Take up wailing

Take up wailing over every mountain, and I’ll take it up over the wilderness pastures.
And I’ll make a bitter lament, like jackals wailing over every passageway.
I’ll speak with constricted breath, and great anguish and a broken heart,
for my friend, who fell in the company of bad men, and became their friend.
He abandoned the one who had hoped for and aspired to his friendship.
He enraged him with his deeds, until he became angry and furious.
He made him an object of scorn, and humiliated him as low as he had been high.
He shamed him with every word, derided him with every utterance.
While I was walking, the slave woman of a treasurer encountered me,
She called out to me, with a laugh, “Have you heard what he said,
this old man of yours, who lived in the loft, the gallery,
whose face and countenance are dark like black bread?
We saw him with his boy, with his lips pressed together against the boy’s mouth,
when his mouth was upon his mouth, he looked like a raven with a mouse in its mouth!”

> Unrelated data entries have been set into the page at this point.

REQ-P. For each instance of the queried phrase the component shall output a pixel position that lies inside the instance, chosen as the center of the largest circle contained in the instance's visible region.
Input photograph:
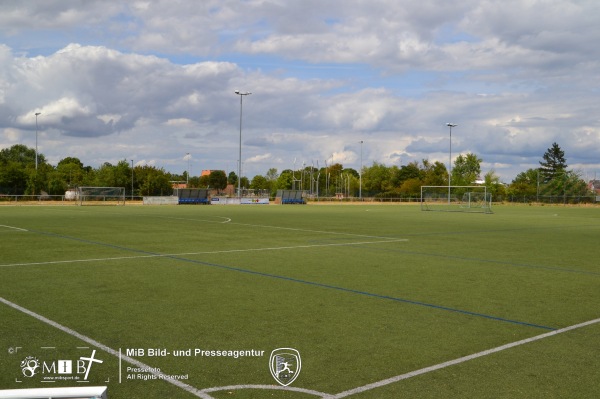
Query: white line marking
(460, 360)
(202, 393)
(177, 383)
(13, 228)
(323, 395)
(278, 227)
(202, 253)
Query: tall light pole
(360, 174)
(36, 115)
(450, 125)
(187, 181)
(132, 180)
(241, 94)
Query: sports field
(379, 301)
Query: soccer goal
(101, 196)
(456, 199)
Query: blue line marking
(295, 280)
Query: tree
(436, 174)
(217, 179)
(152, 181)
(466, 169)
(554, 162)
(377, 178)
(525, 184)
(284, 181)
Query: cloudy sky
(152, 81)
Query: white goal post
(456, 199)
(100, 195)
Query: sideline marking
(461, 360)
(53, 262)
(203, 392)
(186, 387)
(13, 228)
(415, 373)
(300, 281)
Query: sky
(332, 81)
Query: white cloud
(157, 78)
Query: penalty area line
(226, 251)
(463, 359)
(13, 228)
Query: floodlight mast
(450, 125)
(241, 94)
(36, 129)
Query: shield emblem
(285, 365)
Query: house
(594, 186)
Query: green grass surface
(364, 293)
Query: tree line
(20, 176)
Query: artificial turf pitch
(364, 293)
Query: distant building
(207, 172)
(594, 185)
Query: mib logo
(29, 366)
(59, 369)
(285, 365)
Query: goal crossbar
(472, 199)
(100, 195)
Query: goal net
(456, 199)
(101, 195)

Translated by Gabriel Wasserman.

Published in: The Posen Library of Jewish Culture and Civilization, vol. 3: Encountering Christianity and Islam.

Engage with this Source

In this poem, Isaac Ibn Ezra tells the tale of a misguided former friend who fell in with a bad lot (“bad men”) and abandoned his true friends—including Isaac himself. The friend strayed so far that, according to the poet, his life afterwards was filled with scandal and shame, making him an object of general derision.